Losing your mucus plug and not sure what not to do? First things first: what is a mucus plug in pregnancy, and why was it there in the first place?
Just when you thought pregnancy couldn’t get any weirder, there you have it: the mucus plug.
A plug. Made out of mucus.
Look, the mucus plug is not going to win any awards for aesthetic appeal, but it does perform one heck of a function.
We’re going to talk about what it is, what it looks like, what losing your mucus plug means at the end of your pregnancy, and what you should avoid if you lose your mucus plug
In this article: 📝
- What is a mucus plug?
- What does a normal mucus plug look like?

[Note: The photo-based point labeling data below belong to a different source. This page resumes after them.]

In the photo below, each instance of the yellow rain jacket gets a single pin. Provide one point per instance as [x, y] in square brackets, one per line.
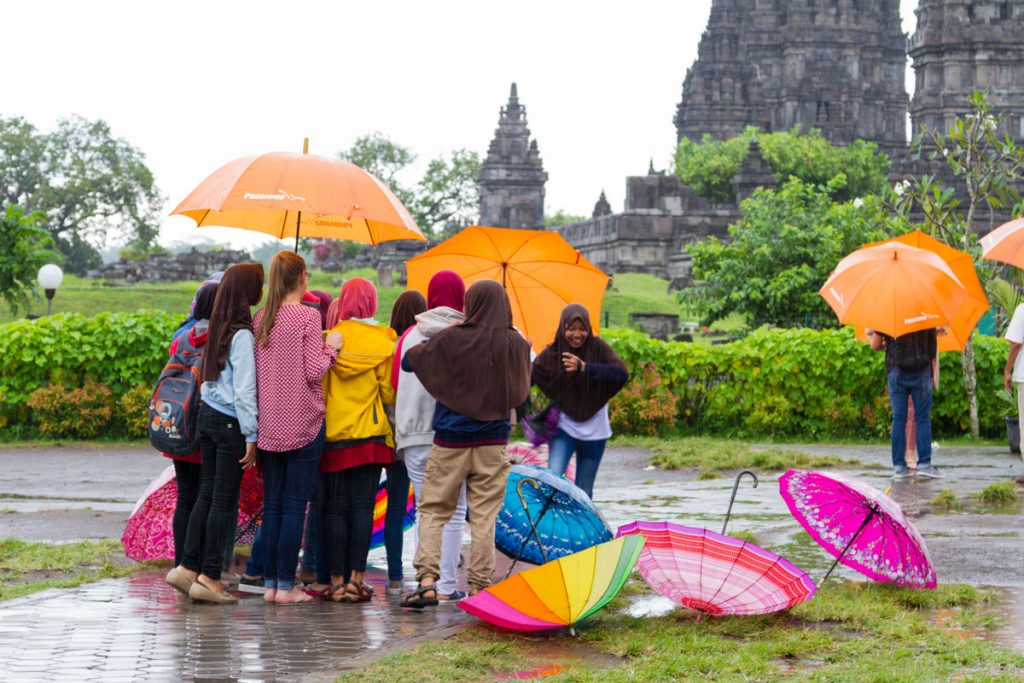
[358, 385]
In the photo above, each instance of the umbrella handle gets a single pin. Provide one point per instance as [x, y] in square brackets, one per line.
[868, 518]
[532, 527]
[735, 486]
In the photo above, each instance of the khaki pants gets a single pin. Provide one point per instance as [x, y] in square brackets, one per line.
[484, 469]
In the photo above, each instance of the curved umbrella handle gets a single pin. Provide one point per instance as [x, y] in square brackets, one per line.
[525, 510]
[735, 487]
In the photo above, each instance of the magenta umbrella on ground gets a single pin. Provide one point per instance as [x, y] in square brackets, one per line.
[860, 526]
[717, 574]
[521, 453]
[150, 531]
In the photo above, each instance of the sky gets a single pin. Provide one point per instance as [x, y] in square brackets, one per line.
[196, 84]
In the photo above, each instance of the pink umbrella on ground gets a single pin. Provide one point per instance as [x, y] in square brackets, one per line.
[717, 574]
[860, 526]
[522, 453]
[150, 534]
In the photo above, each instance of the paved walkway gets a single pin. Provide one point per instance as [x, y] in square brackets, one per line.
[139, 629]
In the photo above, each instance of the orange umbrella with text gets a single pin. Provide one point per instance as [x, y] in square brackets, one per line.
[541, 273]
[289, 195]
[895, 289]
[962, 263]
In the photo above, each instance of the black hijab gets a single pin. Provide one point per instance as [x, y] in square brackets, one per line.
[578, 396]
[241, 289]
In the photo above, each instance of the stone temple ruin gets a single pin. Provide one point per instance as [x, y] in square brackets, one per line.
[837, 66]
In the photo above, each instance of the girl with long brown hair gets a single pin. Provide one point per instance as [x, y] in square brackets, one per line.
[292, 357]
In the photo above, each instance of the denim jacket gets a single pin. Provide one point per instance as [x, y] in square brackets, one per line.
[235, 391]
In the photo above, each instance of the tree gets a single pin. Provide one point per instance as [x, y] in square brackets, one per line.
[781, 250]
[25, 247]
[442, 201]
[84, 180]
[986, 168]
[709, 166]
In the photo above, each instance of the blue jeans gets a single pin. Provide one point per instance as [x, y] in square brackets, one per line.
[919, 386]
[394, 517]
[589, 456]
[288, 483]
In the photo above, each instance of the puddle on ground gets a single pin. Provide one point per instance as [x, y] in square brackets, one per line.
[554, 653]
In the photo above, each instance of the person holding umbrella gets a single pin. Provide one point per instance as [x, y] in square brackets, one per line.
[478, 372]
[909, 370]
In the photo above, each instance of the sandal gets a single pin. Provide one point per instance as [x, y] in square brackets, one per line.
[363, 593]
[419, 599]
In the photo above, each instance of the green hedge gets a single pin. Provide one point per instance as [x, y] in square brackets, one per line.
[795, 383]
[118, 350]
[806, 383]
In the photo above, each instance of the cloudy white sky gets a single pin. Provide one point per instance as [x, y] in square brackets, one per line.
[196, 84]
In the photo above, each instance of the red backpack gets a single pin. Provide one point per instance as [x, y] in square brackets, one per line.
[174, 406]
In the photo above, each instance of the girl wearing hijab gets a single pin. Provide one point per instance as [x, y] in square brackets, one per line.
[407, 307]
[357, 391]
[478, 372]
[292, 357]
[581, 373]
[414, 430]
[227, 430]
[186, 468]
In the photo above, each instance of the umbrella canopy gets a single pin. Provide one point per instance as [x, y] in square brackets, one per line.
[150, 531]
[559, 593]
[380, 512]
[1006, 244]
[287, 195]
[712, 573]
[860, 526]
[521, 453]
[895, 289]
[541, 273]
[967, 315]
[564, 518]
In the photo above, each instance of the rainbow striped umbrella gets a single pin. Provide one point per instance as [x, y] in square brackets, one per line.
[560, 593]
[712, 573]
[380, 511]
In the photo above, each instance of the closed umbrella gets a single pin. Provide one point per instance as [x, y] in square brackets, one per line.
[541, 273]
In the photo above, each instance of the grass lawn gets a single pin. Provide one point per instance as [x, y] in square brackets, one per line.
[632, 292]
[714, 456]
[849, 632]
[28, 567]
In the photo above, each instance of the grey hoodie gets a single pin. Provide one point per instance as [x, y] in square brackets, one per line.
[414, 422]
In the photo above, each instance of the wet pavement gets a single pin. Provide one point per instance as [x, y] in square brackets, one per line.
[139, 629]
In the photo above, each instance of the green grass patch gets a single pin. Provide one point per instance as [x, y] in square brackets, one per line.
[849, 632]
[1003, 494]
[28, 567]
[945, 501]
[712, 457]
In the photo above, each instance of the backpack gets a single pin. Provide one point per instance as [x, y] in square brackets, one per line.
[912, 352]
[174, 406]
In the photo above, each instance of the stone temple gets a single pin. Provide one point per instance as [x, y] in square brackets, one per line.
[834, 65]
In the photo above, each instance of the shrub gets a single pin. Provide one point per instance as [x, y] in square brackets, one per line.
[82, 413]
[646, 406]
[133, 411]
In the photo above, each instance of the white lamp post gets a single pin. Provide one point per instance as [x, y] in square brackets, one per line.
[49, 278]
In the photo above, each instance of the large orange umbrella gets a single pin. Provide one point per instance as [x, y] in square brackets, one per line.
[967, 315]
[1006, 244]
[895, 289]
[540, 270]
[287, 195]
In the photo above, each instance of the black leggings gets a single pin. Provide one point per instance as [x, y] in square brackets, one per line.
[349, 517]
[187, 476]
[216, 509]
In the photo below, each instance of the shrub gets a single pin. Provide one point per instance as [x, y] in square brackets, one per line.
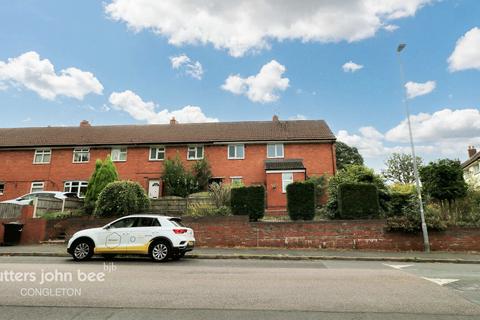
[248, 201]
[301, 200]
[105, 172]
[358, 201]
[176, 180]
[121, 198]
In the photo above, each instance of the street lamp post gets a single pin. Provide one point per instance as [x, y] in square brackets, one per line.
[426, 243]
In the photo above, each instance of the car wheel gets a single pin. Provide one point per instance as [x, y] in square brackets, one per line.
[160, 251]
[82, 250]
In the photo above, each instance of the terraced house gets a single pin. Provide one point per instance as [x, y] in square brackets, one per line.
[272, 153]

- What does losing mucus plug look like?
- What to do after mucus plug comes out?
- Things to avoid after losing mucus plug
- Can your mucus plug grow back?
What is a mucus plug?
So yes, the mucus plug is literally a plug of mucus.

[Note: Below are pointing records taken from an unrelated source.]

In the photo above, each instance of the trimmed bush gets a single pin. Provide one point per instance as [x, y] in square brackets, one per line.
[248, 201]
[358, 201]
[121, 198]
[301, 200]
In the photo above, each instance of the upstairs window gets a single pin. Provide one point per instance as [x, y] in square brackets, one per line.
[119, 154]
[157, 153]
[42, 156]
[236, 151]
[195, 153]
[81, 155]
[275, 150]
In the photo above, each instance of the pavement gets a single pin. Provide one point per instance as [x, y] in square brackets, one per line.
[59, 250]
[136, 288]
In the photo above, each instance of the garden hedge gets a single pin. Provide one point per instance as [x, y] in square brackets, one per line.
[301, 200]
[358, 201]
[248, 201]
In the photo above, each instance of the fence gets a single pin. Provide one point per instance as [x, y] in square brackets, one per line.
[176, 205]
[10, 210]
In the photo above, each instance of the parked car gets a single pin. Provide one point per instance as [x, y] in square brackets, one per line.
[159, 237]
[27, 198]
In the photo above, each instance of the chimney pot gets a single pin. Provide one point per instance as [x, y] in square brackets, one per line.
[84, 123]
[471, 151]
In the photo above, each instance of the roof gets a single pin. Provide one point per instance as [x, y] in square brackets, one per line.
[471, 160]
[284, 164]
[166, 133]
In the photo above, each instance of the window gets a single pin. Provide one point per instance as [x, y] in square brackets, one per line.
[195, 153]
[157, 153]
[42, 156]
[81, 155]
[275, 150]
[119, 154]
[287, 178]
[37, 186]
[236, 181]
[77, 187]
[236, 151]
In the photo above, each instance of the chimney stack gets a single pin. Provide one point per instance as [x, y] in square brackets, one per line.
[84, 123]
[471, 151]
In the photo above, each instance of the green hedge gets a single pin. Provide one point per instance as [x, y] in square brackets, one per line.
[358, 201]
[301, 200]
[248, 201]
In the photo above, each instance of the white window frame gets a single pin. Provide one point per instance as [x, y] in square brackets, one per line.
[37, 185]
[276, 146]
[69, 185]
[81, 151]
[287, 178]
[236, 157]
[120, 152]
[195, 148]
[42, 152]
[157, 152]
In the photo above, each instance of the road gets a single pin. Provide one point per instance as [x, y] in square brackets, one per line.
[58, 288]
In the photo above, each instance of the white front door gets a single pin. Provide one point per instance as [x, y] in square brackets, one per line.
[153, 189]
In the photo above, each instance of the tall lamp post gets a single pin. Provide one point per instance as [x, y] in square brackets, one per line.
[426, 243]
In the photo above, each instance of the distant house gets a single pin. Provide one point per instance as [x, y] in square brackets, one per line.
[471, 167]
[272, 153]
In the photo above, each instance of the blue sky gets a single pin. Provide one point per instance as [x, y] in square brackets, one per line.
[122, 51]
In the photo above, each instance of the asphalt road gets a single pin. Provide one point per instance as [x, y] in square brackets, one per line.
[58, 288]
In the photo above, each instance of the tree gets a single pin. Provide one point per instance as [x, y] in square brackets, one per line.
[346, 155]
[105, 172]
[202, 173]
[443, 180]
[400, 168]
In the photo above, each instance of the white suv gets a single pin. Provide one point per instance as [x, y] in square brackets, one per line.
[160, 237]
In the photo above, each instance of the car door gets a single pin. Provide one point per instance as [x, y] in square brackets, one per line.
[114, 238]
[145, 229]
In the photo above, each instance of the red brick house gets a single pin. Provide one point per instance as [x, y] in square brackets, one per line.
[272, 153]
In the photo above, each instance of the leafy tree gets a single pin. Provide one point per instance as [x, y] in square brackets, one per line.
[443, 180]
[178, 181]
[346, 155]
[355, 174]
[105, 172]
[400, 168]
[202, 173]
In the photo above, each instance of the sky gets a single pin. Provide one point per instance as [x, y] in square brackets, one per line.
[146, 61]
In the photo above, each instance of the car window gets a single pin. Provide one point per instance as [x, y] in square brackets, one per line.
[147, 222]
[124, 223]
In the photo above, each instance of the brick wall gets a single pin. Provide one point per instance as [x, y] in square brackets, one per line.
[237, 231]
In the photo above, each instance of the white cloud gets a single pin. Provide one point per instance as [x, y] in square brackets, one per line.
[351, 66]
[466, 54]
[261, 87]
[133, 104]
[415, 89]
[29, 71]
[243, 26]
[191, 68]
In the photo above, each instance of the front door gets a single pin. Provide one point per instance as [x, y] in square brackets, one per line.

And what is it plugging exactly? The cervix.
By doing so, the mucus plug prevents bacteria, viruses, and anything else unwanted from getting to your fetus.
Basically, that little being inside you has a bouncer.
It’s a VIF (Very Important Fetus).
In fact, the job of the mucus plug in pregnancy is such an important one that, without it, carrying a pregnancy to term would be almost impossible.
The story of the mucus plug begins right at fertilization.
When your body catches wind that there is a newly fertilized egg in town, it kicks into action with somewhat of an all-hands-on-deck approach.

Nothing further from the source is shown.